Build-to-Rent Rivals Buy-to-Let as Demand for Rental Property Increases

build to rent thriving

The hot topic of conversation among investors and developers at the moment is the exponential growth of the build-to-rent sector over the last few years. With the ever-increasing demand for rental properties, it isn’t surprising that this niche area of the property market has really taken off.

Up until now, the build-to-rent industry has been mainly led by London, but there are many regional towns and cities that are following suit, leading to a prediction by Savills that the size of the sector will double over the next few years.

Build-to-rent developments are giving the buy-to-let market some serious competition as they are tailored to suit the needs of today’s typical renter, often offering facilities that wouldn’t be seen in a traditional BTL property.

These BTR developments tend to be backed by institutional investors; however, there are always opportunities for individuals to invest in these projects.

The BPF (British Property Federation) has been analysing the performance of the build-to-rent market in order to report on its importance in tackling the housing shortage for UK renters.

While the sector has previously been more predominant in London, there is a significant increase in investment into BTR developments in other areas of the UK, particularly in the North. The last twelve months have seen 13,527 new homes currently under construction in regional cities, which is three times the number seen in London.

BPF director of real estate, Ian Fletcher, says: “The build-to-rent sector continues to expand rapidly, and in 2021 we started to see signs that delivery across the regions is beginning to outpace London.

“It is not just about increasing housing provision; it is a major economic driver, helping attract and retain skilled workers and serving as a catalyst for urban regeneration.

“The strong growth of the BTR sector across the regions will support the government’s levelling-up initiative and help revitalise town and city centres.”

The growth of the build-to-let sector can be mainly attributed to the desperate need for affordable rental property, as demand is significantly higher than supply. With more people taking on mortgages later on in life or deciding that they prefer the flexibility that the renting world offers, it can be safely predicted that the market for BTL will continue to grow in strength.

Buy-to-let developments are typically looking at long-term residents when it comes to the facilities that they offer. For example, communal outside spaces, workspaces, gyms, and other conveniences would suit today’s modern living, particularly for people who work from home.

Data released by BPF shows 70,785 buy-to-rent units in the UK, an increase of 26% from the previous year. 141,215 BTR properties are under construction or currently being planned, which is an increase of ten thousand since 2020.

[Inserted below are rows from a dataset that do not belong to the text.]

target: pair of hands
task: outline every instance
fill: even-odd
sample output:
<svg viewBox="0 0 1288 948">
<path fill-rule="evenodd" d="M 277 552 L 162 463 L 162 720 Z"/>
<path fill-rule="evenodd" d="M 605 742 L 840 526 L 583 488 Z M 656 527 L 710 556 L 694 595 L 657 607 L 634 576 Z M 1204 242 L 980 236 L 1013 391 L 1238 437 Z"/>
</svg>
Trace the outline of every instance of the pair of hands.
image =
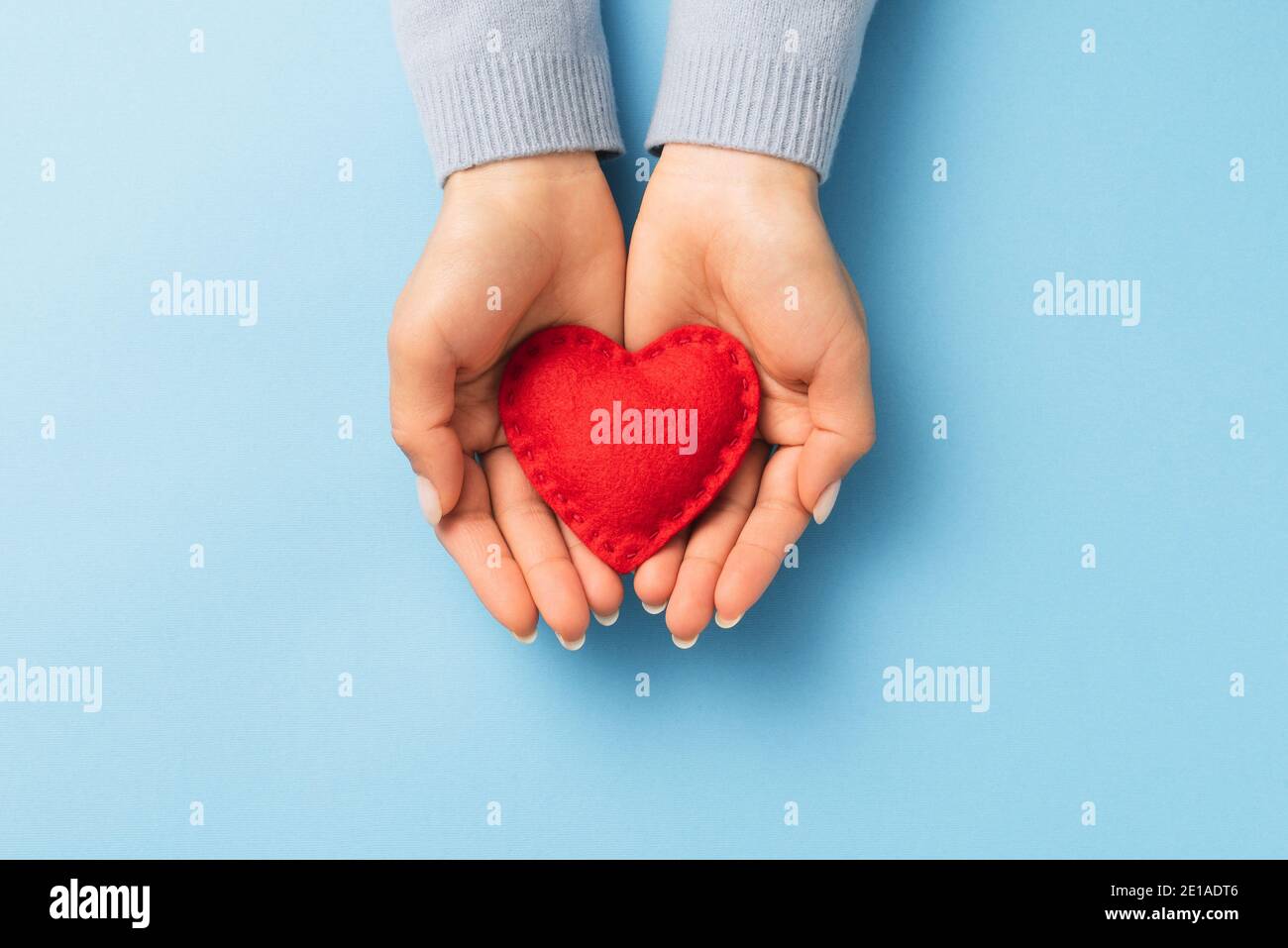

Manchester, Sheffield, Birmingham, and Liverpool have seen a year-on-year rise of 27% in buy-to-let properties under construction. This is an increase of around 26,820 as of the last quarter of 2021.

Jacqui Daly, a director of residential research at Savillssays: “The geographic spread of build-to-rent shows that many more local authorities are beginning to understand the need for new rental stock, and planning consents are rising as a consequence.

“At the same time, BTR is becoming hugely competitive for investors, with a record level of capital deployed in the sector in 2021. If investors are able to find markets and stocks to invest in, we expect delivery in the sector to double within a few years.”

Another vital advantage of the growth of the build-to-let market is the positive impact it can have on the environment, as developments are designed to support the government’s ESG (environmental and social governance) targets.

Robert Sloss, group chief executive and founder of HUB Residential, says: “City living in well-designed buildings can significantly reduce residents’ carbon footprints, so it is encouraging that metropolitan BTR is increasingly in demand across the country. We want to see an intelligent and measurable approach to carbon reduction and ESG.”